Church removed a stick of gum from his jacket pocket, peeled off the silver foil, and put the gum in his mouth. He folded the wrapper very slowly and precisely.
“This isn’t our science, Miss Bliss,” he said.
She did not dare respond to that. He’d just put a big bear trap on the ground between them and there was no way she was putting her foot into it.
Instead, she nodded.
Church put the folded silver paper into his pocket.
To Dietrich he said, “Gus, when everything is cleared out, set charges and bring the building down. Remove the debris and have the foundation filled with dirt. Three days from now I want a field here and nothing else. Are we clear?”
Dietrich gave him a sharp nod. After a moment, Bliss imitated the nod.
Church lingered for a moment, looking at her, then down at the dead animal, then at the building.
“This isn’t our science,” he said again.
Bliss could not have disagreed more.
Chapter Nineteen
Near DuPont Circle
Massachusetts Avenue Northwest
Washington, D.C.
Sunday, August 31, 7:26 a.m.
Vice President William Collins sat back against the cushions of the armored SUV and sipped his coffee as his motorcade rolled along the streets from his residence on the grounds of the United States National Observatory to his office at the White House. Coffee always tasted better after sex. Not after sex with his wife, of course, but always after sex with the wild woman he’d screwed twice last night and once again this morning. Coffee was the perfect after-passion taste treat. Good for the soul, good for the nerves.
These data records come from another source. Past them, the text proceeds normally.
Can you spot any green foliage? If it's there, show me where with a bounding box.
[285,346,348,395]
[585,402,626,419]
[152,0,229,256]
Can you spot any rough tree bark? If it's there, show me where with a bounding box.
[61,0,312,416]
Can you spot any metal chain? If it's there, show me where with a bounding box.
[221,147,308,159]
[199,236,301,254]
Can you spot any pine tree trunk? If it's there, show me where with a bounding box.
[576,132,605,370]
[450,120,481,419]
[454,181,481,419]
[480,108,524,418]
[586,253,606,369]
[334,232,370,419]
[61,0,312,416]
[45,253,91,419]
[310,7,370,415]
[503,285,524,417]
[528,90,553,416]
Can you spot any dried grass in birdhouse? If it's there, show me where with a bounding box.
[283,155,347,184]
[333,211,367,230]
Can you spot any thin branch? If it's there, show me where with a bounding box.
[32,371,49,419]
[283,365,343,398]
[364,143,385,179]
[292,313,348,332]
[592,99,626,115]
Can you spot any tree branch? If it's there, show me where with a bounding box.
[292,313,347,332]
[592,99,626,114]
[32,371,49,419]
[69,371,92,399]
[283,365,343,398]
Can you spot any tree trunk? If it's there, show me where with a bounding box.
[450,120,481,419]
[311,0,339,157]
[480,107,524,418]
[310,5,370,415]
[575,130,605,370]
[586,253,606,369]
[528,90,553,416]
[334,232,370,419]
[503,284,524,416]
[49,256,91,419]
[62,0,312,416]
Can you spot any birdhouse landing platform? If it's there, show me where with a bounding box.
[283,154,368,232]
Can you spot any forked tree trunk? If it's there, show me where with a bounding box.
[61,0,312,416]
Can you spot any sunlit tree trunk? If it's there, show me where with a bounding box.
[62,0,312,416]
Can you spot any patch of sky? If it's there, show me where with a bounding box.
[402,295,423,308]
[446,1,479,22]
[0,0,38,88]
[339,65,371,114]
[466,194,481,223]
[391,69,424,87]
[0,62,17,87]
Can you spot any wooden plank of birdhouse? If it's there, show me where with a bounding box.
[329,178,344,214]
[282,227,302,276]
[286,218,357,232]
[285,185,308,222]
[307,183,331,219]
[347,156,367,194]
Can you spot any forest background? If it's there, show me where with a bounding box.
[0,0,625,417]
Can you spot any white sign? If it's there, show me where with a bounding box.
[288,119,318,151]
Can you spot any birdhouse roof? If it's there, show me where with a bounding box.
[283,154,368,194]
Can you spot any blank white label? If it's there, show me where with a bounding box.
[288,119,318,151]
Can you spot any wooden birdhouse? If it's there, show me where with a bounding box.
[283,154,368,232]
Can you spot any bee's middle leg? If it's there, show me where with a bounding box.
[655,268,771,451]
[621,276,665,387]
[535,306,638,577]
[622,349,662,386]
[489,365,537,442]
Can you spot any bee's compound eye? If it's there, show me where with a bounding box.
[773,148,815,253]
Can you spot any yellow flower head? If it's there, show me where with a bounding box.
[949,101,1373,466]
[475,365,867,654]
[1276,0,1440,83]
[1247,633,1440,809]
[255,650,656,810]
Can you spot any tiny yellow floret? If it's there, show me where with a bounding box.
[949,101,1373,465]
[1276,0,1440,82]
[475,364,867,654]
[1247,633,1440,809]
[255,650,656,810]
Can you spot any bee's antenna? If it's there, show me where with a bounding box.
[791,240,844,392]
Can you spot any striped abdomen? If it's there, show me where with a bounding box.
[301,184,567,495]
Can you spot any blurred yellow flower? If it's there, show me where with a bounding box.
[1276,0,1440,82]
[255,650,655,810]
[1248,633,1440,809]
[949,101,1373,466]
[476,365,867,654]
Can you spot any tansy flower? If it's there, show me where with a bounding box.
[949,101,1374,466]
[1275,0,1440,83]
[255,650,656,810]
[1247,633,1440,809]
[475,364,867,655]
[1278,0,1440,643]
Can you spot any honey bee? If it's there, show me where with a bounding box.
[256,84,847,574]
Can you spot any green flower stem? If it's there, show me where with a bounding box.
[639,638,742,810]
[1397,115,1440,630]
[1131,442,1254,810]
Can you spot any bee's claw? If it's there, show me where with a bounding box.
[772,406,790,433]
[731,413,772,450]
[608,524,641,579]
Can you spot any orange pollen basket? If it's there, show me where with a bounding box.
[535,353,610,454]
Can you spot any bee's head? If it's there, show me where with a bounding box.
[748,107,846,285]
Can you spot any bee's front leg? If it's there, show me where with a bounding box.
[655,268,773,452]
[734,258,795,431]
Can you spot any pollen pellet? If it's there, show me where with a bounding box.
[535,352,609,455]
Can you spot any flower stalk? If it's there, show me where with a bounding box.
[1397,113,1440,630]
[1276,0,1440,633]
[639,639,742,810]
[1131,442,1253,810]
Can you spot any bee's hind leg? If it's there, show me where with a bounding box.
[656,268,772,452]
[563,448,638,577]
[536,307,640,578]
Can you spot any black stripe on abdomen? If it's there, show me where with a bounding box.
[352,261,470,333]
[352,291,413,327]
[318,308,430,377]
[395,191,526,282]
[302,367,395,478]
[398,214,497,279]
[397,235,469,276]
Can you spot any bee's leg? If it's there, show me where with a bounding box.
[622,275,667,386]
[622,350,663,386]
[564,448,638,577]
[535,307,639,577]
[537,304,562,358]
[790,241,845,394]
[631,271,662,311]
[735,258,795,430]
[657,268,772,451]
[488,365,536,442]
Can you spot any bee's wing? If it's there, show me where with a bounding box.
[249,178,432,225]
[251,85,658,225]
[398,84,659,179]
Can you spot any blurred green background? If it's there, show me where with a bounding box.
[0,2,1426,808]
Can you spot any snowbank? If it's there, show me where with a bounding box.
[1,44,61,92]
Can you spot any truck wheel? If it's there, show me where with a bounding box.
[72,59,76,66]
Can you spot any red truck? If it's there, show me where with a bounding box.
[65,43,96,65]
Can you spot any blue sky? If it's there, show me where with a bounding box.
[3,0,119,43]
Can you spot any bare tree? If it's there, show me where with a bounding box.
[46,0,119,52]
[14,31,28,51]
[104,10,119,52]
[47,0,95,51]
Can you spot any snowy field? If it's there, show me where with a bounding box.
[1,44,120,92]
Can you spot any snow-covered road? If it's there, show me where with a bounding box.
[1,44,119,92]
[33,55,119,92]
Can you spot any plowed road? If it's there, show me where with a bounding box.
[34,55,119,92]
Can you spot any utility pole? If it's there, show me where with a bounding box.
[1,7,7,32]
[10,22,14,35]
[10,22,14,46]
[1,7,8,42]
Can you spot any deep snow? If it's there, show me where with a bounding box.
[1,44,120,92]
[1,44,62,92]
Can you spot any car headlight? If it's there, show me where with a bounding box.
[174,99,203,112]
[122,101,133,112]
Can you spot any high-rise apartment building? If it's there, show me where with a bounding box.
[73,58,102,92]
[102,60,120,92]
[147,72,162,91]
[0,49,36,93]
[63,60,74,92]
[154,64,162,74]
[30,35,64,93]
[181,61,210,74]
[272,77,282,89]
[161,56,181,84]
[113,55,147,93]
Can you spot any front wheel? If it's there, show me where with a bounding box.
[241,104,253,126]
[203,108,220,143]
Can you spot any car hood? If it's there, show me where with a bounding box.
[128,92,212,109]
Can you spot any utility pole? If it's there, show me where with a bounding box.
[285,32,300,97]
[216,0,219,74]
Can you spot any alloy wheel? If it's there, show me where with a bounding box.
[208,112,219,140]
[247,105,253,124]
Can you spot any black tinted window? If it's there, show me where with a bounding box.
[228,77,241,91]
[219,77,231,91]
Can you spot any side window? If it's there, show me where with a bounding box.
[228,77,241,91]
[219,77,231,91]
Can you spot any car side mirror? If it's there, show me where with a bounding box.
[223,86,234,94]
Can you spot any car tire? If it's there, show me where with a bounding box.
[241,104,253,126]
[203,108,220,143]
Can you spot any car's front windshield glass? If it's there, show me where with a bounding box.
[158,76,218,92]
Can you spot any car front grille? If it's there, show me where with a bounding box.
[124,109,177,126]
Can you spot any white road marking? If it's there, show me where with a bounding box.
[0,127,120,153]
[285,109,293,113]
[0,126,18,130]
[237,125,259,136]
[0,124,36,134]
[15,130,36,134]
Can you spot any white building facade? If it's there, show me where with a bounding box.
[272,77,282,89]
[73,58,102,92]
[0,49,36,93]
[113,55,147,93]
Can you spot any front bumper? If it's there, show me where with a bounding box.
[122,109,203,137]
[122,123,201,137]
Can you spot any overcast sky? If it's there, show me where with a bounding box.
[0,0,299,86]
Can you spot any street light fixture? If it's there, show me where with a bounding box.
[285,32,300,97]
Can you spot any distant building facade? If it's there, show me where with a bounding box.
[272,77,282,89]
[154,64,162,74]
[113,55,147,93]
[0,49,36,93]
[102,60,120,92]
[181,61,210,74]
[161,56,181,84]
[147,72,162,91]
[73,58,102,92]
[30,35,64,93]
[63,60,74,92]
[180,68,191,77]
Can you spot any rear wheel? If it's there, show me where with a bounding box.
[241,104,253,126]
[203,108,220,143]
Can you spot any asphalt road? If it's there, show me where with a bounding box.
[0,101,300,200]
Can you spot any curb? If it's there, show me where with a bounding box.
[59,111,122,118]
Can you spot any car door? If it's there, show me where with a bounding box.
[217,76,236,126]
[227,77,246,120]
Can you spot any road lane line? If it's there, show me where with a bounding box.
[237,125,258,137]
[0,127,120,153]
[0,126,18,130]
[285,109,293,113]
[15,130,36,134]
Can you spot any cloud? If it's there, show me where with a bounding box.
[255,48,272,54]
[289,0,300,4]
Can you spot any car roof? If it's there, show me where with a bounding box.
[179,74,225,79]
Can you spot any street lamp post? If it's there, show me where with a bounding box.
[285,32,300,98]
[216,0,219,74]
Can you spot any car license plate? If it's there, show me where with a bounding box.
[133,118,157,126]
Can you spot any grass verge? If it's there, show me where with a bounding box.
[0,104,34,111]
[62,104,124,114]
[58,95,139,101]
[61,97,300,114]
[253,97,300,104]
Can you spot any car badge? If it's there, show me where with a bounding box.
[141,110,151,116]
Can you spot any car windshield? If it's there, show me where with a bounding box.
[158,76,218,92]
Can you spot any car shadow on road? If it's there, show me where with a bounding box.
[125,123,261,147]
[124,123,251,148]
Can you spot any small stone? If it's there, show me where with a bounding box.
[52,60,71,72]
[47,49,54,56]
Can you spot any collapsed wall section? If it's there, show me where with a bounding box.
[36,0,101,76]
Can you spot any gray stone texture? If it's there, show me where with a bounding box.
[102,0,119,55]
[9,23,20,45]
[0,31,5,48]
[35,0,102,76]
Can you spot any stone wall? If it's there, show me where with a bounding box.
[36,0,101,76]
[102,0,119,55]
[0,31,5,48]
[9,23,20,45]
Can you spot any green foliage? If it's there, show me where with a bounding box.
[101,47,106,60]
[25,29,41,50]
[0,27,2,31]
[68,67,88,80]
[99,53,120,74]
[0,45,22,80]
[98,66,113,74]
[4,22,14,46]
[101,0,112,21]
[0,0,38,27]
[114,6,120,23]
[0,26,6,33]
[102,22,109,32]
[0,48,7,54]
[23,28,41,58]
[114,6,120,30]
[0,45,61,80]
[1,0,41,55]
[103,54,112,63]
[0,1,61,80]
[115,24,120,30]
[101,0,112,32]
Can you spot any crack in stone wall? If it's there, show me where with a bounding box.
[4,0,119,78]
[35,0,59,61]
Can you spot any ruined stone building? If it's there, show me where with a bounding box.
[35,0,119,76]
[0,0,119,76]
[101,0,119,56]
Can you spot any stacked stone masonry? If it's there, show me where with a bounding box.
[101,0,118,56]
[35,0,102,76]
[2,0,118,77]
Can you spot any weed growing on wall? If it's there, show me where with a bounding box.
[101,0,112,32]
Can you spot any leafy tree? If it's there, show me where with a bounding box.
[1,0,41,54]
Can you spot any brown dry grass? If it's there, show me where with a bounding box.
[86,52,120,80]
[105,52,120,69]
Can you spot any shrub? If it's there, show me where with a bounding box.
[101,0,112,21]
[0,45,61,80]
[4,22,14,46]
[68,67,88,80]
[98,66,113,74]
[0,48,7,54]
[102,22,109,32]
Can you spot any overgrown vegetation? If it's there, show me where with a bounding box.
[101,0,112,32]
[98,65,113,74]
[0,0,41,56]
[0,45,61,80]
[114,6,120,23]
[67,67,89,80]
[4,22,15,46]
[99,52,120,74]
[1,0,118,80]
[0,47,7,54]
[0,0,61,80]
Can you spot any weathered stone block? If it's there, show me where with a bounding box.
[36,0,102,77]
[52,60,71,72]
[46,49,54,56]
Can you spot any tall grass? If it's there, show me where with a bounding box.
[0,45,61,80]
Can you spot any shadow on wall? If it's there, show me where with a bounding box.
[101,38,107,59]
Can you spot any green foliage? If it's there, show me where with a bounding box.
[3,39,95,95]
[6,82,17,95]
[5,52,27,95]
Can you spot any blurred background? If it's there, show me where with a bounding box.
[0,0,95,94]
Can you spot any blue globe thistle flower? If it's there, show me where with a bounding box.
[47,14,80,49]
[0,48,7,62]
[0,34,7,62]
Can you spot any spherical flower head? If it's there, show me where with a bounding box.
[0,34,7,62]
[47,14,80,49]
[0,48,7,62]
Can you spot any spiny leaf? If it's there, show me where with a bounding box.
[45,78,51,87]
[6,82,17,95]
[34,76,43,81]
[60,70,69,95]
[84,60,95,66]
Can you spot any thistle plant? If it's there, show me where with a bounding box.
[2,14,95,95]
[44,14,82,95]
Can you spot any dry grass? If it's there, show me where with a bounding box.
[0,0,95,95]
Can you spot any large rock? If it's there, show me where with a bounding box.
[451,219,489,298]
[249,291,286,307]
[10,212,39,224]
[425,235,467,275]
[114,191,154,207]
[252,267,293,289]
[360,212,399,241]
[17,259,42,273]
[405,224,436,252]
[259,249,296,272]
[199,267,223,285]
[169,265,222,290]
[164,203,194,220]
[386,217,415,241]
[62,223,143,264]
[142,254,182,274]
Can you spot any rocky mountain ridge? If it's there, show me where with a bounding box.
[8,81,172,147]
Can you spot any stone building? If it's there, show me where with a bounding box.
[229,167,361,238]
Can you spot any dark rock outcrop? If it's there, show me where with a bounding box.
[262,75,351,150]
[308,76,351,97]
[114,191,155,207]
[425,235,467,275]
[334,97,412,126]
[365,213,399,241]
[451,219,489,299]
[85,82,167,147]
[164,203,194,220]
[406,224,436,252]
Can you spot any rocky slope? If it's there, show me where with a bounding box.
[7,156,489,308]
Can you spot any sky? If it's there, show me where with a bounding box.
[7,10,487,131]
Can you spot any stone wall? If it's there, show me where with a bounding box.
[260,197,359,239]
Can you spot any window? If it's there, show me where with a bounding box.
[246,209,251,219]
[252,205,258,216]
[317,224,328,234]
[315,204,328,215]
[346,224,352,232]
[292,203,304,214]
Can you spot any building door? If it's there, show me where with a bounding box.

And his nerves needed some help today.
Today of all days.
Beside him, his chief of staff rattled on about the affairs of the day. Bryan “Boo” Radley was a moon-faced Midwesterner with a computer mind and no discernible personality. A great number-two man, but he did talk a lot.
“Should I do that, sir?”
The question hung in the air and Collins had to fish around for whatever had preceded the question. But if it was there he couldn’t grab it.